Zum Vorstoß der britischen Regierung, in den Brexit-Verhandlungen die Frage nach der künftigen Grenze zwischen Irland und Nordirland mit den künftigen Handelsbeziehungen zu verknüpfen, kommentiert der Europaabgeordnete der LINKEN und handelspolitische Sprecher der GUE/NGL-Fraktion, Helmut Scholz, Mitglied auch des konstitutionellen Ausschusses:

„Der Frieden auf der irischen Insel ist zu wertvoll, um ihn zum Faustpfand in den Verhandlungen über den Brexit zu machen. Sowohl in den Leitlinien der EU-Kommission für die Verhandlungen als auch in den Bedingungen des Europäischen Parlaments ist klar definiert, dass der nordirische Friedensprozess über alle Verhandlungsschritte hinweg unbedingt gesichert bleiben muss. Das hat seinen guten Grund: Die mit dem Karfreitagsabkommen von 1998 eingeleitete Befriedung des jahrzehntelangen blutigen Nordirlandkonflikts ist aufs Engste mit der ökonomischen und sozialen Entwicklung auf der irischen Insel verknüpft. Den Rahmen dafür hat nicht zuletzt die EU geschaffen, denn sie ermöglichte es, dass beide Teile der irischen Insel zusammenwachsen konnten, ohne als Voraussetzung hierfür die offene nationale Frage lösen zu müssen. Wenn die in den vergangenen Jahrzehnten gewachsenen Bindungen durchschnitten würden, könnte sich die Lebenssituation der Menschen rapide verschlechtern, alte Konflikte drohten neu aufzuflammen.

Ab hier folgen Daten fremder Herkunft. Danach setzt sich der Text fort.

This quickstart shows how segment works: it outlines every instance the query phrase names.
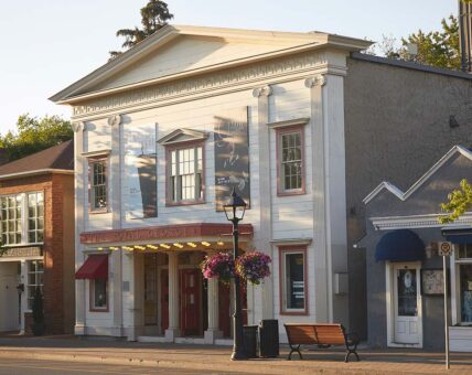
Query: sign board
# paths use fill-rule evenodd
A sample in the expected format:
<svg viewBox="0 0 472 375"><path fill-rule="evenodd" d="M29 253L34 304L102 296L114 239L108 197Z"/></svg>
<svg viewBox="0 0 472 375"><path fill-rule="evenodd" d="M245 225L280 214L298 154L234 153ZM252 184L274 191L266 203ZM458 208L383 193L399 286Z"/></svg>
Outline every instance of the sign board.
<svg viewBox="0 0 472 375"><path fill-rule="evenodd" d="M438 255L449 257L452 254L452 243L440 242L438 243Z"/></svg>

Zugleich haben Europäisches Parlament wie EU-Rat eindeutig festgestellt, dass die künftigen handelspolitischen Beziehungen und die wirtschaftliche Zusammenarbeit zwischen der EU und dem Vereinigten Königreich erst nach einer Klarstellung des künftigen Verhältnisses Großbritanniens zur EU verhandelt werden kann und dass dazu auch die Anerkennung und Gewährleistung der erworbenen Rechte von Millionen EU-Bürgern in Großbritannien wie die der britischen in der EU 27 gehörten.

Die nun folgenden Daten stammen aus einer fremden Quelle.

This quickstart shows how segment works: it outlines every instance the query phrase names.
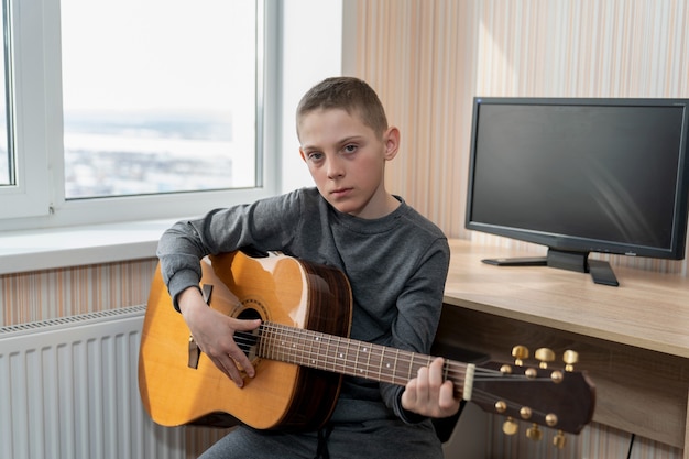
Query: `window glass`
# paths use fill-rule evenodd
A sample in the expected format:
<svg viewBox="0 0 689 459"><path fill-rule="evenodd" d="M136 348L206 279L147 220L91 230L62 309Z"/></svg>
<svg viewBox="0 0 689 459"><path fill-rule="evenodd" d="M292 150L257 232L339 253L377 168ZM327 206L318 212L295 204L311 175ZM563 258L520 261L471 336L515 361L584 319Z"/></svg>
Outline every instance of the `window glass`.
<svg viewBox="0 0 689 459"><path fill-rule="evenodd" d="M256 186L254 0L61 14L67 200Z"/></svg>

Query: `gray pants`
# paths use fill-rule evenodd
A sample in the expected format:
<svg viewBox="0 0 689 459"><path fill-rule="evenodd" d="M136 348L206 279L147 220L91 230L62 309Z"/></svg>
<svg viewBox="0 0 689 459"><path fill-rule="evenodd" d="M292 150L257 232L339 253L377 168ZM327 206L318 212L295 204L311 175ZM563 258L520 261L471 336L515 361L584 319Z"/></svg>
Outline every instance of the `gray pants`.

Wer die positive Entwicklung auf der irischen Insel nun leichtfertig aufs Spiel setzt, um damit Vorteile in anderen Verhandlungsbereichen zu erreichen, handelt unverantwortlich. Der Vorstoß aus London zeigt aber einmal mehr, wie sinnvoll die Forderungen der Linksfraktion im Europäischen Parlament sind: Ein spezielles Komitee sollte sich kontinuierlich mit den Auswirkungen der verschiedenen Verhandlungspunkte auf den Konflikt auf der irischen Insel beschäftigen; auch eine Arbeitsgruppe aus Abgeordneten der nationalen Parlamente und des Europaparlaments wäre in dieser Hinsicht sinnvoll.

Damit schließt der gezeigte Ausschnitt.